Geoff Millar

Personal information
- Full name: Geoffrey Alan Millar
- Born: 22 November 1955 (age 70) Subiaco, Western Australia
- Batting: Right-handed
- Bowling: Right-arm medium
- Role: Bowling all-rounder

Domestic team information
- 1981/82–1982/83: Western Australia

Career statistics
| Competition | First-class | List A |
| Matches | 1 | 3 |
| Runs scored | 20 | 31 |
| Batting average | 20.00 | 15.50 |
| 100s/50s | 0/0 | 0/0 |
| Top score | 20 | 30 |
| Balls bowled | 114 | 144 |
| Wickets | 0 | 4 |
| Bowling average | – | 24.25 |
| 5 wickets in innings | – | 0 |
| 10 wickets in match | – | 0 |
| Best bowling | – | 2/17 |
| Catches/stumpings | 0/– | 2/– |
- Source: CricketArchive, 14 December 2012

= Geoff Millar =

Australian cricketer

Geoffrey Alan Millar (born 22 November 1955) is a former Australian cricketer who played several matches for Western Australia during the early 1980s. From Perth, Millar played at colts level during the late 1970s, generally as an all-rounder. He made his Sheffield Shield debut for Western Australia during the 1981–82 competition, and failed to take a wicket in what was to be his only first-class match. In the match, against Queensland at the WACA Ground in February 1982, he was part of a pace attack that included David Boyd (who he opened the bowling with in the first innings), Mick Malone, and Ken MacLeay.
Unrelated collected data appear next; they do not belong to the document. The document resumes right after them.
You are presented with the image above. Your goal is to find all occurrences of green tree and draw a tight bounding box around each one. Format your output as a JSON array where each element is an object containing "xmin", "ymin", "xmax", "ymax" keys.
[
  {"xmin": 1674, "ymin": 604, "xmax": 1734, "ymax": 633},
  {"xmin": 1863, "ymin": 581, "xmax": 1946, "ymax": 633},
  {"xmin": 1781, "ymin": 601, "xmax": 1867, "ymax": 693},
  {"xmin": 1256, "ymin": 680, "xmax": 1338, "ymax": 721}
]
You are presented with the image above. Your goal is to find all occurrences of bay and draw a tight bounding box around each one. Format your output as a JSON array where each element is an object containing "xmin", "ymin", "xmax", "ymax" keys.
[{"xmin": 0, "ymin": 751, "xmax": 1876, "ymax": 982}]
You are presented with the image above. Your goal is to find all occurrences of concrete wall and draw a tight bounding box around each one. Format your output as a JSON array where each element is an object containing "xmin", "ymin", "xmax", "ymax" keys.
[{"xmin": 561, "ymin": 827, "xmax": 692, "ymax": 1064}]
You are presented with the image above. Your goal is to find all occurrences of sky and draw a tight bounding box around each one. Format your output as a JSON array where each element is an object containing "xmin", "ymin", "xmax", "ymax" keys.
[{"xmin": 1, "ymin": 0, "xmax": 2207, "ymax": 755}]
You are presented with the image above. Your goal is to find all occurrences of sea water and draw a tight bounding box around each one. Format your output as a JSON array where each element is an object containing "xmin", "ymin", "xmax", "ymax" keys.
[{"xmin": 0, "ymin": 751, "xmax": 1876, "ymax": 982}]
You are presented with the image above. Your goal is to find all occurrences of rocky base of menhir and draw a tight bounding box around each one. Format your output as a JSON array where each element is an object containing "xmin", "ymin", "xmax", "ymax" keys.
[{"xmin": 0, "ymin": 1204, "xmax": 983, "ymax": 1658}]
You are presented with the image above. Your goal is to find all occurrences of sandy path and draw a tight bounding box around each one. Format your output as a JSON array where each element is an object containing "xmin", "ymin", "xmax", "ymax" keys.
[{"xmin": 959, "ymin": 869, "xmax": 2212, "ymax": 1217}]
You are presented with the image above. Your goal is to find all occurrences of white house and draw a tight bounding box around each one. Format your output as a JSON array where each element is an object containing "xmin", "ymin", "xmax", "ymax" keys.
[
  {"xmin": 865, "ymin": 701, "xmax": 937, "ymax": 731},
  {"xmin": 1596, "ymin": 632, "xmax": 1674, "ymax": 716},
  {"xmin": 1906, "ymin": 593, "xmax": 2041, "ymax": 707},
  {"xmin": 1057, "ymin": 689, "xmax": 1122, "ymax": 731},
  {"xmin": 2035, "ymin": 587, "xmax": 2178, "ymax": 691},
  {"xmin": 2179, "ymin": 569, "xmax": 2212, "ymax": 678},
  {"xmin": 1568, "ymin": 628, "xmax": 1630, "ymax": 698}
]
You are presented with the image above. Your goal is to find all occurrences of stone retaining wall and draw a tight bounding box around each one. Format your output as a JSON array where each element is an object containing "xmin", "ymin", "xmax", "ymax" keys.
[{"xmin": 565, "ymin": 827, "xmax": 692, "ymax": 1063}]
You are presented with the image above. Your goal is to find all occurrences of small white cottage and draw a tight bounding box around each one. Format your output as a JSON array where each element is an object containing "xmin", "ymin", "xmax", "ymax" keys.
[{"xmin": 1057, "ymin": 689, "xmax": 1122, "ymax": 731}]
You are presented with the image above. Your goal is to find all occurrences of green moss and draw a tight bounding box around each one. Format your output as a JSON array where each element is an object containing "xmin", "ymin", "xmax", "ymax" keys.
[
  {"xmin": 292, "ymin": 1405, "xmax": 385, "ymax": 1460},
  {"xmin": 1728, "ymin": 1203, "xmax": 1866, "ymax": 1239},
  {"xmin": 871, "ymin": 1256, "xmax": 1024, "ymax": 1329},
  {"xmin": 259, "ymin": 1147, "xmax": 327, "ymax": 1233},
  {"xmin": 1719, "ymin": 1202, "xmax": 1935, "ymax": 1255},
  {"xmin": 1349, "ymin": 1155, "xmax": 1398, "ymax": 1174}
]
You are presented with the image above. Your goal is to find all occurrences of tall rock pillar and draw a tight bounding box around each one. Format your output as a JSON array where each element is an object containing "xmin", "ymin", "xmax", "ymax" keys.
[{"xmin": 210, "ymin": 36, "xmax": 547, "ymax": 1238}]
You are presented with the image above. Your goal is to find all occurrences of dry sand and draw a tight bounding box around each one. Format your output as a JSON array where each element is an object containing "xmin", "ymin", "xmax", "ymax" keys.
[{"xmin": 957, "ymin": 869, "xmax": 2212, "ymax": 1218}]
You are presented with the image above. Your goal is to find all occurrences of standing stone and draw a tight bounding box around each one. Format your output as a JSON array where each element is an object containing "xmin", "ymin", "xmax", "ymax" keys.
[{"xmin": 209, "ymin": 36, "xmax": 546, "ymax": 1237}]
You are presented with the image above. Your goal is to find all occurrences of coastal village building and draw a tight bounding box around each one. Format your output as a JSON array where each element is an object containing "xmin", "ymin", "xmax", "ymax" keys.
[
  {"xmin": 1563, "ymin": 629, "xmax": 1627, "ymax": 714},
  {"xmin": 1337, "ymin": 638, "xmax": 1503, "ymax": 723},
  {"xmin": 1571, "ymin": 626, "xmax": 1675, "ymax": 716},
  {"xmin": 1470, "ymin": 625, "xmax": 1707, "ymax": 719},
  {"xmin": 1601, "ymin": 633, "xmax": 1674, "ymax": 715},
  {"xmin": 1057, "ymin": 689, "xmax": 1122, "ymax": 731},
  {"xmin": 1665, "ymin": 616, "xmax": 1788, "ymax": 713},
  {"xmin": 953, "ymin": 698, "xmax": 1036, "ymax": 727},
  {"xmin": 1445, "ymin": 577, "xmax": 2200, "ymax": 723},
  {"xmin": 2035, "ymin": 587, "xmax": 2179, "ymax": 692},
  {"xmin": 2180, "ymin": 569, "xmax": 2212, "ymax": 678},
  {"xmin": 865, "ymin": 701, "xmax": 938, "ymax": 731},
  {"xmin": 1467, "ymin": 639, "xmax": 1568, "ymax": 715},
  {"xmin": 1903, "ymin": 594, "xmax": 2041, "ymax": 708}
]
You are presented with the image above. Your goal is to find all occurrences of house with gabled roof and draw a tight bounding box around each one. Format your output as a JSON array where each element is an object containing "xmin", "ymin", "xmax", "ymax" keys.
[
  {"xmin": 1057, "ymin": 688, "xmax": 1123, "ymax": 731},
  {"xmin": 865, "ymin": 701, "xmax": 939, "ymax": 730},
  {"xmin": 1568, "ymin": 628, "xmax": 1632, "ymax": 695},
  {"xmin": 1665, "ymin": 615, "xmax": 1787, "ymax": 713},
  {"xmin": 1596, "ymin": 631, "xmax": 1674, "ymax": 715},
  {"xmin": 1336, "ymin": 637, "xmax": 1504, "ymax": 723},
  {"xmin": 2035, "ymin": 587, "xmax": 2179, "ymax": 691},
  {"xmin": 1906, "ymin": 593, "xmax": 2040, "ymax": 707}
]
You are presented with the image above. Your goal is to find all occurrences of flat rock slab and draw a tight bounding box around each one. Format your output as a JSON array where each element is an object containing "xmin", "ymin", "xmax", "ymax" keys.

Millar also appeared at List A level several times for Western Australia. In his first match, the third-place playoff of the 1981–82 McDonald's Cup, he took 2/17 and scored 30 runs, and was thus named man of the match. His two further matches both occurred in the following year's tournament. At grade cricket level, Millar played 177 matches for the Mount Lawley District Cricket Club.